AWS Data Engineer
Posted on Oct 31, 2020 by Trust In Soda
AWS Data Engineer - Belgium (On-Site) - 11 Month Contract
AWS Data Engineer
Length: 11 Months
Location: Brussels, Belgium
Soda's key client in Belgium is working on a central policy support platform that collects the energy consumption data of all buildings and infrastructure used by the public sector with the goal of presenting a report about the evolution consumption.

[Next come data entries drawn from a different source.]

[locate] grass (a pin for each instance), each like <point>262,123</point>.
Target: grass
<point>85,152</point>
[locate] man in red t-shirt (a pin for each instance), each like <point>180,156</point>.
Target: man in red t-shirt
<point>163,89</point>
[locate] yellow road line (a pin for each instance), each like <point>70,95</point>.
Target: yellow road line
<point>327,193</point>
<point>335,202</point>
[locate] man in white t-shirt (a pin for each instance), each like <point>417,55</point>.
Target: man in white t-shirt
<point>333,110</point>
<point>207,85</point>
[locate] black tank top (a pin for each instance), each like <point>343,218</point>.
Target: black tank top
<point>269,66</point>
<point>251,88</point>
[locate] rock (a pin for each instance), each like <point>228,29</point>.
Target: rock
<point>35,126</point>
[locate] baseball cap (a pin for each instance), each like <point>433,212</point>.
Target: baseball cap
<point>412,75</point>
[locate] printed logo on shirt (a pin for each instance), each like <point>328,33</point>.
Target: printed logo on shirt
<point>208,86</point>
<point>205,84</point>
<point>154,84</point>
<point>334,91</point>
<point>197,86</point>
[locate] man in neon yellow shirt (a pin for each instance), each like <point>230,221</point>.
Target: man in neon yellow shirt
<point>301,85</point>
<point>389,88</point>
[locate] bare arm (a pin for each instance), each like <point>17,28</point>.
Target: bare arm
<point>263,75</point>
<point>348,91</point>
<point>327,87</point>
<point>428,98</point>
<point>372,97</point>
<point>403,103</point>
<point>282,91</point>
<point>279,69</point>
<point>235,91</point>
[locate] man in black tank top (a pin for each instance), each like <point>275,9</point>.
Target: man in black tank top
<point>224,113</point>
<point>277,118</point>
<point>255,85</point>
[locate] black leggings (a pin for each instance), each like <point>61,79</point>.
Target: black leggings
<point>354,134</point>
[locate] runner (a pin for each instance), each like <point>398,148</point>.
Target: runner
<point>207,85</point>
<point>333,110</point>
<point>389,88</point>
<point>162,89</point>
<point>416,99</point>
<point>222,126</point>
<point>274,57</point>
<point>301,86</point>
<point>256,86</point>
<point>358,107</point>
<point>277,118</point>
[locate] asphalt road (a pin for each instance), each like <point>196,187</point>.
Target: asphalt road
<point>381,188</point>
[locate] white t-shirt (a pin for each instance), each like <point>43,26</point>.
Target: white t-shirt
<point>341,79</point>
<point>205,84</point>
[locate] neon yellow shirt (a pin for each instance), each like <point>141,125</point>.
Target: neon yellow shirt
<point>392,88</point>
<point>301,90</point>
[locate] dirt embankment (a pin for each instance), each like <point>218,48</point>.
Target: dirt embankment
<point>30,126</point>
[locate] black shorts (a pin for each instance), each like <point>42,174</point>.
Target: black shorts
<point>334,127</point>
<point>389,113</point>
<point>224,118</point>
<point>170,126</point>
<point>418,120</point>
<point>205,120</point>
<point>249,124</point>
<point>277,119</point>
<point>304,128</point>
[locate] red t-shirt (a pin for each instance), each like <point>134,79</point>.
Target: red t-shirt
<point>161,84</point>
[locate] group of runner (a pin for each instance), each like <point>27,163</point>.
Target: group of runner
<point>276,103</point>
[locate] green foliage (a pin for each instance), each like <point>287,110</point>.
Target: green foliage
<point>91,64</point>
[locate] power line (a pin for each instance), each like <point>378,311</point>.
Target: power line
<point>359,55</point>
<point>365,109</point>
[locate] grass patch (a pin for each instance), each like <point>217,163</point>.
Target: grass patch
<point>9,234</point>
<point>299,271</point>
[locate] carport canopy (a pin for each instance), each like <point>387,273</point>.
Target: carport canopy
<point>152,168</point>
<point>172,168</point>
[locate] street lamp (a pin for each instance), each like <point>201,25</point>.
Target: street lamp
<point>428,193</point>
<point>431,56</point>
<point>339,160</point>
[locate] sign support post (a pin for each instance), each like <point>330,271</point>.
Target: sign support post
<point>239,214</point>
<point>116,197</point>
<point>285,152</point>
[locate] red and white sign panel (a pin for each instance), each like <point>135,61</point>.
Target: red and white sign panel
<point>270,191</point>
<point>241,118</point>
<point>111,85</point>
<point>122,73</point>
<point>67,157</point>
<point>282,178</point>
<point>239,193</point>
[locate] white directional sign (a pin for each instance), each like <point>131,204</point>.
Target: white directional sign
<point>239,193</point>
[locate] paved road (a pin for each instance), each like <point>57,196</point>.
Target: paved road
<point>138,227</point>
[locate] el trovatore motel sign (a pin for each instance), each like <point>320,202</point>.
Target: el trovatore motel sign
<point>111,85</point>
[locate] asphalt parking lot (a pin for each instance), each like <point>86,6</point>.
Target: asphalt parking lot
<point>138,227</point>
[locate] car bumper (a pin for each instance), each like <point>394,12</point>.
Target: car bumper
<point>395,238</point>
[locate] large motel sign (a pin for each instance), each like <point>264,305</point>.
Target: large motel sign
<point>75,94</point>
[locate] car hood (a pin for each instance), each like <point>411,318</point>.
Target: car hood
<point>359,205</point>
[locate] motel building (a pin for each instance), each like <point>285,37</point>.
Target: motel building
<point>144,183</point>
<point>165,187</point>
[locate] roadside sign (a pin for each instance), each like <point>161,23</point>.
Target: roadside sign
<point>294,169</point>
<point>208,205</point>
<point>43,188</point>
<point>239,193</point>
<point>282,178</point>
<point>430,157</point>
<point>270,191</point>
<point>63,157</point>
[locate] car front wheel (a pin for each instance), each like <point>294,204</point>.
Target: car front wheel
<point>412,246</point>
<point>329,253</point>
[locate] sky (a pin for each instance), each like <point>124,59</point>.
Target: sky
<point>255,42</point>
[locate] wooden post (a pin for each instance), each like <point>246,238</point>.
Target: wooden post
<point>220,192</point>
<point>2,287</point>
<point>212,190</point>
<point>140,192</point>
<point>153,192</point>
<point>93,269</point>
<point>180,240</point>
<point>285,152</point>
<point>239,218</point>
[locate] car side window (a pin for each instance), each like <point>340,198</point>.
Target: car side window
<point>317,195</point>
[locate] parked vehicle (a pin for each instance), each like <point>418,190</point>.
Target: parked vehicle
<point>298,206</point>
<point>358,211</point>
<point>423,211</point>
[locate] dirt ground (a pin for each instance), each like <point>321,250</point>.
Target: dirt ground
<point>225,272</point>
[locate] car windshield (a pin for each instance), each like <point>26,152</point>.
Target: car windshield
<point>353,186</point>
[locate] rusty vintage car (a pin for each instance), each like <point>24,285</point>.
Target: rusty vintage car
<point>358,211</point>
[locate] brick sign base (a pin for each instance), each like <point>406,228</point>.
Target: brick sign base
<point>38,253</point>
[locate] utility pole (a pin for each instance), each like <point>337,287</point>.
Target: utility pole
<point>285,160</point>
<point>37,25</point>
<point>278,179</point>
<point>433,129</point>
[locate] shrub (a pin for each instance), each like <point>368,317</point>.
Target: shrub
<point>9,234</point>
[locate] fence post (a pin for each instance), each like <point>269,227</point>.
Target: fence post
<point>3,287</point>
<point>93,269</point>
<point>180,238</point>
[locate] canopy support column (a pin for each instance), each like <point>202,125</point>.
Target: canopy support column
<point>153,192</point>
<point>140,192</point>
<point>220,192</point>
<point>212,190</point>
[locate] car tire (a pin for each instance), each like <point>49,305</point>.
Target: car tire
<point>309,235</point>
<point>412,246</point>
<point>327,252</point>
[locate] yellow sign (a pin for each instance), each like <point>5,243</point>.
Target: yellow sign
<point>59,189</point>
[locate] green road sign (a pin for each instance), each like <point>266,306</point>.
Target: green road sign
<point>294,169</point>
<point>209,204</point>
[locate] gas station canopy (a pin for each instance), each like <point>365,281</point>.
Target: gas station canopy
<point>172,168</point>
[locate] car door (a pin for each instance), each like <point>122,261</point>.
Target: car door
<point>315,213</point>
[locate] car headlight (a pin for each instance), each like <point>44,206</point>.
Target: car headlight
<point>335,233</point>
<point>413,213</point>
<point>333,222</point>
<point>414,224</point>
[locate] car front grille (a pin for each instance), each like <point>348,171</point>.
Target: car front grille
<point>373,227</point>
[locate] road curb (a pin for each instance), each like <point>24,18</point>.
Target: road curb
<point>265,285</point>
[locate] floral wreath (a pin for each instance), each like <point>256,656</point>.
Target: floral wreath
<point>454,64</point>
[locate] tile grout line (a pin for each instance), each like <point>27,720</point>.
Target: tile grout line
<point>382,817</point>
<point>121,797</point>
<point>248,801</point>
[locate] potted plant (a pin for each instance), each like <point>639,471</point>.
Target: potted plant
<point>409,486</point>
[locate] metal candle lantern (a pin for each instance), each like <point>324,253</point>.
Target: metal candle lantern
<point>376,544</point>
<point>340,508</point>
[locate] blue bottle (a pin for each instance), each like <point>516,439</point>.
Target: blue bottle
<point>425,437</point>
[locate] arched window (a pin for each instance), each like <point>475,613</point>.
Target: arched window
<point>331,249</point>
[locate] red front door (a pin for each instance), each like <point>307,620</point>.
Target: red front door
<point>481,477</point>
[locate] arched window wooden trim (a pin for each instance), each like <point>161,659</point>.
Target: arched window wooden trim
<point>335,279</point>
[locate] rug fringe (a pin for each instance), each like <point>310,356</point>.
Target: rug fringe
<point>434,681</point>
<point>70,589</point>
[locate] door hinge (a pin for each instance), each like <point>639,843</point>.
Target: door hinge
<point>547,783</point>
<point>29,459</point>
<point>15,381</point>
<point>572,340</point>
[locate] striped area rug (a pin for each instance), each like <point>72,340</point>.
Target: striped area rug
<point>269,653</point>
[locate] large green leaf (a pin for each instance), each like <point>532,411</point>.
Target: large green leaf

The platform will allow the client to visualizes savings measures, grants and funds, succession tools and the 2030 targets.
The platform is set up on Amazon Web Services and uses various PAAS and IAAS solutions.
The data lake/data warehouse used for all kinds of reporting and analysis purposes uses the following Amazon Web services:
- Data pipelines and EMR for loading and processing data.
- S3 for storing files
- Amazon Redshift (DWH)
- Tableau as a reporting environment
- Athena for querying flat files in the data lake
- SQL server as Back End database of the Terra web application
- Lambda for running Back End services
- DMS for synchronization of data including from SQL server to redshift
For example, for processing the consumption data provided on a daily basis, Python and Spark are used as an ETL process to merge the new consumption data in the Redshift DWH with pre-existing data.
In addition, links are made with many other data sources for enriching the data warehouse. The code's version control uses GIT, and the release process (dev, stg, prod) uses MS Devops. The latter is also used for following up sprints, user stories, tasks, ...
- Manage the existing stack of data flows and pipelines in the AWS cloud environment that uses, among other things, S3, EMR, Spark, Redshift, Lambda, Python.
- Build complex data models to generate further analytical insight
- Write high-quality code to further develop the data platform.
- Link/integrate new data sources of various origins into the existing solution.
- Analyse the existing processes and advise where performance gains and cost savings can be achieved.
- Implement quality controls of the data and alert the stakeholders so that the necessary actions can be taken.
- Data Pipelines
- SQL Server
- Agile SCRUM methodology